Group joins efforts to reform Medicare
Published 6:45 pm Friday, May 21, 2010
The Medical Association of the State of Alabama (MASA) and 16 other state medical groups have teamed up and launched a petition to urge lawmakers to reform Medicare.
MASA officials have said the cost of treating Medicare patients over the last 10 years has increased, but Medicare reimbursements have decreased.
“The dollars and cents just don’t make sense any more,” said MASA President Dr. Steven Furr.
“Doctors are finding it harder and harder to continue treating Medicare patients and still operate a viable medical practice.”
MASA spokesman Niko Corley said the root of the problem lies within the formula that is used to determine the amount of Medicare reimbursements paid to doctors.
Under the current structure, Corley said, too much emphasis is placed on non-medical economic indicators such as the CPI and the GDP.
“We want a formula that looks at the cost of providing care,” he said.
Corley explained the market rate of health care equipment from high-priced machinery down to gauze bandages is not consistent with the economic factors taken into account under the current formula, called the Sustainable Growth Rate (SGR).
“It hasn’t kept up with the cost of treating patients,” Corley said.
The petition calls for Congress to adopt a new method for calculating the SGR.
“The formula used ought to be based on medical numbers. It must make sense medically and economically.”
Corley said that without an accurate measurement of the funding needs of doctors, the entire system is at risk.
“It’s about patient choice and it’s about access to care,” he said. “The implications for not creating a permanent, positive fix will be detrimental to physicians’ ability to provide care, and a patients ability to choose where they will receive it.”
Legislators have attempted to alleviate the situation in the past with temporary solutions, but Corley said those provisional remedies were not enough.
“Congress has been kicking the can down the road,” he said.
“The longer this thing gets pushed off, the more expensive it becomes to fix.”
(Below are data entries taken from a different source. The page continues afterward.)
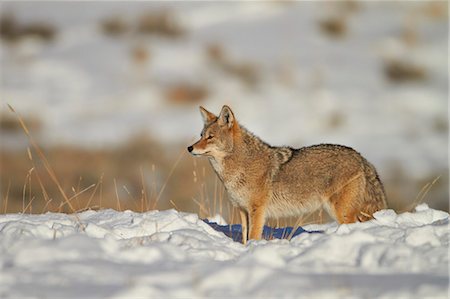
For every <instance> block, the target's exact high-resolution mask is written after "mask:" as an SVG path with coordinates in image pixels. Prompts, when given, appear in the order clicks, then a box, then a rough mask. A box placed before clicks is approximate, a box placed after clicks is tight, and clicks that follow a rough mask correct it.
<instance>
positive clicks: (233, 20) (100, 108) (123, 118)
mask: <svg viewBox="0 0 450 299" xmlns="http://www.w3.org/2000/svg"><path fill="white" fill-rule="evenodd" d="M359 6H360V8H359V9H358V11H357V12H356V13H354V14H353V15H352V16H351V17H350V18H349V33H348V35H347V36H346V38H344V39H342V40H334V39H330V38H328V37H326V36H325V35H323V34H321V32H320V30H319V29H318V23H317V22H318V20H320V19H322V18H323V17H325V16H326V15H327V14H328V13H330V12H331V11H332V7H331V5H324V4H323V3H313V2H292V3H285V4H274V3H271V2H267V3H266V2H264V3H263V2H259V3H247V2H239V1H237V2H235V1H234V2H233V1H232V2H226V3H225V2H224V3H220V2H208V1H206V2H195V3H193V2H190V3H181V2H170V1H169V2H165V3H160V2H153V3H143V2H133V3H121V2H115V3H109V2H108V3H102V2H90V3H72V4H68V3H64V4H62V3H53V2H52V3H43V2H42V3H39V5H37V4H35V3H25V2H8V3H4V4H3V3H2V8H3V9H4V10H5V11H12V12H14V13H15V14H16V16H17V18H18V20H20V21H23V22H27V21H30V20H38V21H39V20H47V21H48V22H50V23H52V24H55V25H56V26H57V28H58V36H57V39H56V40H55V41H54V42H53V43H51V44H49V45H43V44H40V43H39V42H38V41H34V40H31V41H30V40H28V41H25V42H21V43H17V44H15V45H14V46H10V45H8V44H6V43H2V44H1V45H0V50H1V53H2V54H1V65H2V86H1V91H2V95H3V97H2V98H4V99H6V101H7V102H8V103H9V104H11V105H12V106H13V107H15V108H16V110H17V111H19V112H21V113H22V114H35V113H37V114H38V116H39V119H41V120H42V121H43V123H44V129H45V130H44V131H45V136H42V141H44V142H47V143H49V144H54V143H68V144H76V145H85V146H89V147H91V146H105V145H110V144H118V143H119V144H120V143H121V142H124V141H126V140H127V139H128V138H130V137H133V135H135V134H140V133H142V132H144V133H147V134H149V135H151V136H154V137H155V138H156V139H158V140H161V142H163V143H164V144H165V145H172V144H174V143H177V144H179V143H183V144H189V143H190V140H191V139H193V138H195V137H196V136H198V132H199V130H200V129H201V126H202V124H201V119H200V117H199V115H198V110H197V108H196V107H195V106H194V105H185V106H181V107H179V106H176V105H173V104H171V103H169V102H168V101H167V100H165V96H164V86H165V84H174V83H178V82H192V83H197V84H200V85H206V86H207V87H208V89H209V90H210V94H209V95H208V97H207V99H205V100H204V101H203V102H202V103H198V104H202V105H205V107H207V108H208V109H210V110H211V111H213V112H216V113H217V112H218V111H219V110H220V108H221V106H222V105H223V104H229V105H231V107H232V108H233V109H234V112H235V113H236V116H237V118H238V120H239V121H241V122H242V124H244V125H245V126H246V127H248V128H249V129H250V130H251V131H253V132H255V133H256V134H257V135H258V136H261V137H262V138H263V139H264V140H266V141H267V142H270V143H271V144H274V145H291V146H294V147H300V146H304V145H310V144H315V143H323V142H327V143H342V144H346V145H348V146H351V147H354V148H355V149H357V150H358V151H360V152H362V153H364V155H365V156H367V158H368V159H369V160H370V161H372V162H373V163H374V164H375V165H377V167H379V169H380V170H381V171H380V172H381V173H382V174H383V173H387V172H388V171H390V170H391V166H392V161H398V162H399V163H400V165H401V166H402V167H403V168H404V170H405V172H406V173H409V174H411V175H412V176H416V177H417V178H419V179H423V178H428V177H435V176H436V172H440V171H441V170H442V169H443V168H444V171H446V169H447V167H446V165H447V160H448V151H447V145H448V144H447V143H448V142H447V141H448V136H447V135H448V132H447V130H443V131H441V132H440V131H436V129H435V124H436V122H437V121H440V120H441V121H443V122H444V124H445V123H446V120H447V119H448V113H447V110H448V109H447V102H448V88H447V87H448V86H447V85H448V63H447V56H448V42H447V40H448V38H447V37H448V30H447V27H448V19H445V18H444V19H443V20H432V19H429V18H427V17H425V16H419V17H418V18H419V19H418V21H417V22H418V23H417V24H416V27H417V28H416V29H417V34H418V43H417V44H416V45H414V46H408V45H407V43H405V42H404V41H403V40H402V38H401V33H402V32H403V31H404V30H406V29H408V28H406V21H405V20H408V19H410V18H411V17H412V15H413V14H414V11H417V14H418V15H421V13H420V11H421V9H423V8H424V7H425V3H423V4H418V3H409V2H401V3H396V2H395V3H394V2H392V3H388V2H386V3H379V2H376V1H375V2H364V3H360V4H359ZM422 6H423V7H422ZM164 7H166V8H168V9H171V10H173V12H174V13H175V16H176V18H177V19H176V20H177V21H178V22H179V23H180V24H182V26H184V27H185V28H186V30H187V32H188V34H187V36H186V37H184V38H181V39H177V40H166V39H162V38H148V39H145V38H142V39H141V38H136V37H134V38H133V37H126V38H124V39H117V40H115V39H112V38H110V37H107V36H104V35H103V34H102V33H101V32H100V30H98V28H99V22H100V21H101V20H103V19H104V18H105V17H108V16H114V15H121V16H123V17H124V18H125V20H126V21H127V22H128V23H130V24H134V23H133V22H135V21H136V20H137V19H138V18H139V16H140V15H142V13H144V12H148V11H150V12H151V11H158V10H160V9H162V8H164ZM421 7H422V8H421ZM87 12H88V13H87ZM380 20H381V21H380ZM413 29H414V28H413ZM211 43H219V44H220V45H223V47H224V50H225V53H226V54H227V55H228V56H229V57H230V59H231V60H233V61H237V62H239V61H241V62H250V63H253V64H255V65H256V66H257V67H258V69H259V70H260V71H261V72H260V75H261V82H260V83H259V84H258V85H257V87H256V88H255V89H252V88H248V86H245V84H243V83H242V82H240V81H239V80H238V79H236V78H233V77H232V76H228V75H224V74H222V73H220V72H218V71H217V70H216V68H214V67H213V66H212V65H211V63H210V62H209V60H208V59H207V57H206V56H205V49H206V47H207V46H208V45H209V44H211ZM135 44H139V45H141V46H142V47H144V48H147V49H148V50H149V52H150V57H151V59H150V61H149V63H148V64H146V65H141V66H137V65H135V64H134V63H133V62H132V61H131V59H130V55H129V54H130V49H131V48H132V47H133V45H135ZM391 59H399V60H400V61H403V60H406V61H413V62H417V63H418V64H419V65H423V66H424V67H425V69H426V71H427V75H428V76H429V80H428V81H426V82H419V83H417V84H414V83H412V84H393V83H390V82H388V81H387V80H386V79H385V78H384V77H383V73H382V66H383V61H385V60H391ZM284 73H286V74H287V76H288V77H289V78H290V80H288V81H289V82H290V83H285V82H284V83H283V80H282V77H283V74H284ZM3 108H5V109H6V105H3V107H2V109H3ZM336 117H337V118H338V119H340V120H341V123H340V124H339V125H338V126H335V127H333V126H332V125H330V119H331V120H332V119H333V118H336ZM174 119H176V120H177V121H174ZM3 146H7V145H3ZM399 148H402V149H403V150H401V151H400V150H398V149H399ZM443 165H445V166H443Z"/></svg>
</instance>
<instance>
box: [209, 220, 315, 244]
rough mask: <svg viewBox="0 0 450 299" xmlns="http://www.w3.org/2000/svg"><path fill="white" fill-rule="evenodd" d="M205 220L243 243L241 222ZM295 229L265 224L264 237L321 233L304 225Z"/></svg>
mask: <svg viewBox="0 0 450 299" xmlns="http://www.w3.org/2000/svg"><path fill="white" fill-rule="evenodd" d="M203 221H204V222H205V223H207V224H209V225H210V226H211V227H212V228H213V229H215V230H216V231H219V232H222V233H224V234H225V235H226V236H228V237H230V238H232V239H233V241H235V242H240V243H242V226H241V225H240V224H233V225H219V224H217V223H215V222H209V221H208V220H207V219H204V220H203ZM293 230H294V228H293V227H282V228H273V227H269V226H267V225H264V229H263V234H262V237H263V238H264V239H266V240H272V239H290V238H293V237H295V236H298V235H300V234H302V233H320V232H319V231H312V232H309V231H306V230H304V229H303V228H302V227H298V228H297V229H296V230H295V231H294V232H293Z"/></svg>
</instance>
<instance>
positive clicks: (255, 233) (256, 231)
mask: <svg viewBox="0 0 450 299" xmlns="http://www.w3.org/2000/svg"><path fill="white" fill-rule="evenodd" d="M264 210H265V206H263V205H258V204H253V205H252V206H251V207H250V211H249V225H250V239H253V240H259V239H261V235H262V232H263V227H264V222H265V211H264Z"/></svg>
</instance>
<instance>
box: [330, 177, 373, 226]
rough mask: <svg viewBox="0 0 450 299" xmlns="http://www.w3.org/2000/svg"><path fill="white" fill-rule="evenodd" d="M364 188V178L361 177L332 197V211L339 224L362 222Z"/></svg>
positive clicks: (355, 178)
mask: <svg viewBox="0 0 450 299" xmlns="http://www.w3.org/2000/svg"><path fill="white" fill-rule="evenodd" d="M364 186H365V181H364V176H359V177H356V178H354V179H353V180H351V181H350V182H349V183H348V184H347V185H345V186H344V187H342V188H341V189H340V190H338V191H337V192H335V193H334V194H333V195H332V196H331V197H330V204H331V211H332V212H333V213H334V216H335V218H336V220H337V221H338V222H339V223H341V224H342V223H353V222H357V221H359V220H360V219H359V217H360V216H361V206H362V205H361V203H362V202H363V199H364ZM363 212H364V211H363ZM367 220H368V219H367Z"/></svg>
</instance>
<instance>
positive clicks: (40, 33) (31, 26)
mask: <svg viewBox="0 0 450 299" xmlns="http://www.w3.org/2000/svg"><path fill="white" fill-rule="evenodd" d="M56 33H57V30H56V27H55V26H53V25H52V24H50V23H47V22H46V21H38V22H32V23H20V22H19V21H17V19H16V17H15V16H14V15H13V14H11V13H3V14H2V15H1V16H0V37H1V38H2V39H3V40H4V41H7V42H17V41H20V40H21V39H23V38H26V37H34V38H38V39H40V40H42V41H45V42H50V41H52V40H53V39H54V38H55V37H56Z"/></svg>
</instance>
And Corley said the issue could be at a breaking point now.
. Furr contends that unless Congress enacts a permanent, positive fix to Medicare funding policies quickly, physicians will see a 22 percent cut in reimbursements.
“We’re being forced to quit seeing Medicare patients,” . Furr said.
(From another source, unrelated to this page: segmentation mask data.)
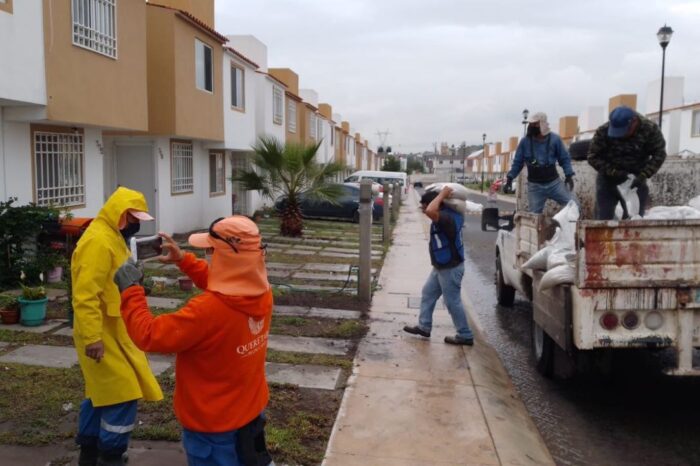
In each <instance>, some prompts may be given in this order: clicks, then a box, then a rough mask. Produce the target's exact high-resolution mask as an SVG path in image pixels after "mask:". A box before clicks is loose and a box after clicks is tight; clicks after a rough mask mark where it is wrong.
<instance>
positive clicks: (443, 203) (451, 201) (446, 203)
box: [442, 199, 467, 215]
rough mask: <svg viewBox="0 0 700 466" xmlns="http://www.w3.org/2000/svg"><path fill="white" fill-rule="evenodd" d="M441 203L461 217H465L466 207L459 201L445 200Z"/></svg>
mask: <svg viewBox="0 0 700 466" xmlns="http://www.w3.org/2000/svg"><path fill="white" fill-rule="evenodd" d="M442 203H443V204H445V206H447V207H449V208H450V209H452V210H454V211H455V212H459V213H460V214H462V215H467V205H466V204H465V203H464V201H463V200H461V199H445V200H444V201H442Z"/></svg>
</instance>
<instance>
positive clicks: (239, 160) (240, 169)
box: [231, 154, 250, 215]
mask: <svg viewBox="0 0 700 466" xmlns="http://www.w3.org/2000/svg"><path fill="white" fill-rule="evenodd" d="M249 167H250V166H249V164H248V158H247V157H246V156H245V155H241V154H238V155H234V156H233V157H232V158H231V171H232V174H233V176H237V175H240V174H241V172H242V171H246V170H249ZM233 192H234V194H235V195H236V202H235V204H234V206H233V212H234V213H235V214H242V215H248V191H247V190H246V189H245V187H244V186H243V185H242V183H241V182H234V183H233Z"/></svg>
In November, the U.S. House passed a bill that would have permanently fixed the problem, but that bill has yet to pass through Senate.
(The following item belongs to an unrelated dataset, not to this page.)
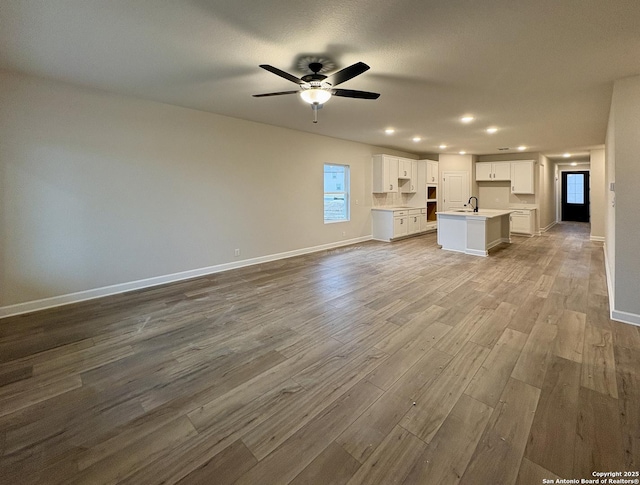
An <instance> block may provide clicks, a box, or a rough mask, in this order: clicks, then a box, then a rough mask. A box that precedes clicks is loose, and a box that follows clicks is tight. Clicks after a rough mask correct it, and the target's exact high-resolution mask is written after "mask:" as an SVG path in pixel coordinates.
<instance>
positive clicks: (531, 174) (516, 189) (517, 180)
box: [511, 160, 535, 194]
mask: <svg viewBox="0 0 640 485" xmlns="http://www.w3.org/2000/svg"><path fill="white" fill-rule="evenodd" d="M533 167H534V163H533V160H525V161H522V162H511V193H512V194H533V193H535V189H534V187H535V184H534V170H533Z"/></svg>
Rep. Bobby Bright D-Montgomery was one of the supporters of that bill.
“Passing the Medicare Physician Payment Reform Act is absolutely essential,” Bright said in November. “It is unconscionable that we could allow a 21 percent cut to the Medicare physician payment rate and endanger seniors’ choice of doctor.”
MASA and its allies are hoping the petition will be enough to make a difference on the floor of Congress.
“I hope this joint petition of patients and physicians underscores the need for Congressional action on Medicare,” . Furr said.
“The whole gist of this petition is for Congress to find a permanent fix,” Corley said.
“We want to drive the point home of how important this is and how this issue has come to a head now.”
If no action is taken, the cuts in Medicare reimbursements would take effect June 1.